This tribute was written by Benny’s dear friend and Composting for Community Initiative Director, Brenda Platt
It is with deep sadness that I share the news of Benny Erez’s passing. Benny was the Compost Guru (yes, his real title!) at ECO City Farms in Maryland. He was a friend, mentor, teacher, and he made the best compost.
I first met him in 2004. At the time, he was running the dairy cow composting operation at the Central Maryland Research & Education Center, part of the University of Maryland’s College of Agriculture & Natural Resources. I was taking my first week-long compost operator’s course and he was one of the teachers, but true to his nature, he taught not in a classroom but in the field. He was always in the field! At one point, citing budget issues, the University cut the composting activities and directed the cow manure to be directly applied to the land. Soon thereafter, following numerous odor complaints, they asked Benny to restart composting. He went on to help launch ECO City Farms, a nonprofit urban teaching and learning farm that grows great food, farms and farmers in ways that protect, restore and sustain the natural environment and the health of local communities. Benny’s first-hand knowledge of the power of community comes from his experiences growing up on a Kibbutz in Israel. He recognized that the human race faces many environmental challenges and that local, sustainable food production is a key part of the solution.

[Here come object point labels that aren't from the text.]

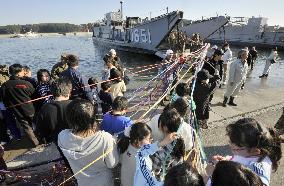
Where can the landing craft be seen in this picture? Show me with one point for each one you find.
(134, 34)
(239, 31)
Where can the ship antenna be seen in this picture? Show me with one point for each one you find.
(121, 2)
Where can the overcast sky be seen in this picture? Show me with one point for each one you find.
(85, 11)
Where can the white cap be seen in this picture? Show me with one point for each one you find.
(127, 131)
(112, 51)
(169, 52)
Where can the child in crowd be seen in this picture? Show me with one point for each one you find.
(254, 146)
(3, 165)
(136, 136)
(173, 153)
(114, 122)
(109, 64)
(105, 97)
(7, 121)
(201, 95)
(183, 175)
(28, 76)
(186, 131)
(118, 87)
(183, 91)
(84, 142)
(143, 174)
(43, 88)
(234, 174)
(95, 91)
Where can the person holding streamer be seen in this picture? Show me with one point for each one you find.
(84, 142)
(15, 92)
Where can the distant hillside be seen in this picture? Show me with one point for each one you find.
(45, 28)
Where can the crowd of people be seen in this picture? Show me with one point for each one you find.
(61, 107)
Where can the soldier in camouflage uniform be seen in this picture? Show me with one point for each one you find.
(59, 67)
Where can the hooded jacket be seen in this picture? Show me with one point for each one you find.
(82, 151)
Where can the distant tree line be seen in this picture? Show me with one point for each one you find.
(45, 28)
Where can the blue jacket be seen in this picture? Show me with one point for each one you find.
(143, 174)
(115, 124)
(79, 86)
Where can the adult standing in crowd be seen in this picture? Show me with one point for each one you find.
(249, 59)
(16, 93)
(227, 57)
(51, 118)
(4, 74)
(84, 142)
(59, 67)
(269, 61)
(237, 76)
(80, 87)
(254, 55)
(212, 66)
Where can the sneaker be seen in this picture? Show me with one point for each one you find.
(3, 143)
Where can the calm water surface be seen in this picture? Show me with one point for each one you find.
(44, 52)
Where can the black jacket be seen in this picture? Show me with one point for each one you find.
(201, 95)
(16, 91)
(80, 88)
(51, 120)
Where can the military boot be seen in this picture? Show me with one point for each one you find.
(231, 102)
(225, 102)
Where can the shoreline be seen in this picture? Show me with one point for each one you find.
(51, 34)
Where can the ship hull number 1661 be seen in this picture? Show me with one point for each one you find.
(141, 36)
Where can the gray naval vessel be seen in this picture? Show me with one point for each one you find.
(239, 31)
(134, 34)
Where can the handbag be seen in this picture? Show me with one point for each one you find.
(126, 79)
(272, 61)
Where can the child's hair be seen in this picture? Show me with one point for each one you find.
(234, 174)
(92, 81)
(138, 132)
(26, 68)
(72, 60)
(247, 132)
(61, 87)
(119, 103)
(181, 106)
(15, 69)
(40, 73)
(105, 86)
(183, 175)
(172, 121)
(182, 89)
(81, 115)
(115, 74)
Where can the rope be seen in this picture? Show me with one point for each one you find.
(87, 166)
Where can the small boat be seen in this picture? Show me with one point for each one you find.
(247, 31)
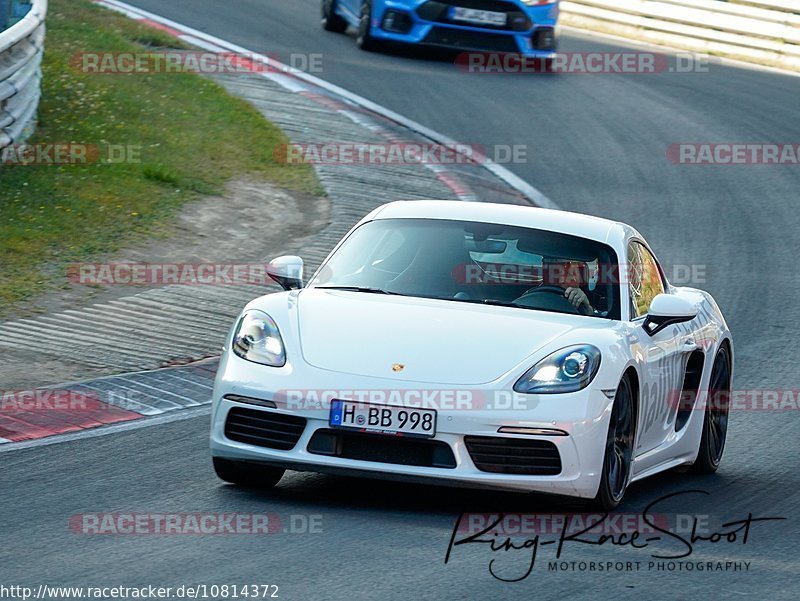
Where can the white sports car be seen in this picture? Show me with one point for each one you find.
(479, 345)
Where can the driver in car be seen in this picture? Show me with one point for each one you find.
(579, 280)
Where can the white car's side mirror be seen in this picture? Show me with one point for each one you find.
(287, 271)
(668, 309)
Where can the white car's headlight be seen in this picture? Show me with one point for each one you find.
(257, 339)
(566, 370)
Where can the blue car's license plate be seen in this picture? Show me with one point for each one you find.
(477, 16)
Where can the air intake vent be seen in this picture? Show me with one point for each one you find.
(264, 428)
(514, 455)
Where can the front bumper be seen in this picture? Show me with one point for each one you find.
(583, 417)
(425, 22)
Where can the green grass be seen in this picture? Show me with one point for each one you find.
(193, 137)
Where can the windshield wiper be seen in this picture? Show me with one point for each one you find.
(359, 289)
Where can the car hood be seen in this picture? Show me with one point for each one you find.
(437, 341)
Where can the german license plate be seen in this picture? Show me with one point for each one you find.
(477, 16)
(383, 419)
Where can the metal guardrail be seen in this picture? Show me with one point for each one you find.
(759, 31)
(21, 50)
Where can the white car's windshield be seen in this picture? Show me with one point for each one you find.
(478, 263)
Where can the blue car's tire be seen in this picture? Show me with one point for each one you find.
(364, 38)
(330, 20)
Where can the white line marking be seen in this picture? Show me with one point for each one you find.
(205, 40)
(106, 430)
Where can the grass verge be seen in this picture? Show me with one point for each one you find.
(188, 134)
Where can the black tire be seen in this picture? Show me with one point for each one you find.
(618, 453)
(715, 418)
(364, 40)
(330, 20)
(250, 475)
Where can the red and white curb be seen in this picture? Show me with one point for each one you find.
(31, 415)
(300, 82)
(36, 422)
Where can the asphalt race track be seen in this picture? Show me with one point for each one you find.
(597, 144)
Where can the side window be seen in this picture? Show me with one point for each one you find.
(644, 279)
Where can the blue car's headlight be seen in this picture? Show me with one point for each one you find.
(566, 370)
(257, 339)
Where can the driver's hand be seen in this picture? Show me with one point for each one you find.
(579, 300)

In 2014, our collaboration with him and ECO City deepened when we developed and launched a Neighborhood Soil Rebuilders (NSR) composter train-the-trainer program, which we piloted in the DC metro area. That marked the beginning of a decade of ongoing partnerships: replicating the NSR program in Baltimore, Atlanta, and Philadelphia; building trommel screeners for community sites in Baltimore; starting a demo solar-powered site; teaching worm composting workshops; and so much more. Graduates of our programs are now running sites all over Maryland, District of Columbia, and beyond.
In 2024, to mark ILSR’s 50th anniversary, we honored Benny Erez with a Self-Reliance Life Time Achievement Award. I can’t think of anyone more deserving. In presenting the award, I noted these reasons for honoring him:
- For his outsized influence on our work;
- For developing and launching with us our Neighborhood Soil Rebuilders Composter train-the-trainer program;
- For integrating compost as an essential part of organic urban farming and growing local food to serve those traditionally left out of healthy food networks;
- For being so essential in modeling, local self-reliance by guiding the development of ECO City Farms, now with three farms, including an 11-acre new site that serves as an incubator farm for other farmers;
- For showing that self-reliance can be DIY with repurposed materials whether old shipping containers for compost systems or buildings, or erosion pipes found on the side of the road;
- For being a peacemaker, traveling to the West Bank more than once to promote peaceful co-existence and nonviolence on the basis of improving soil and growing food together (we all need food!);
- For having a vision of what’s possible, sharing that vision, showing people it’s possible, working to make it a reality;
- For being an all-around mensch; and
- For teaching so many to carry on this important work before he retired.
In accepting the award, he acknowledged,
“I’m not a good speaker, I’m a doer.”
That he was. And we are so grateful for all the seeds of knowledge and life he planted in his communities and far beyond.
You will be forever remembered, my friend.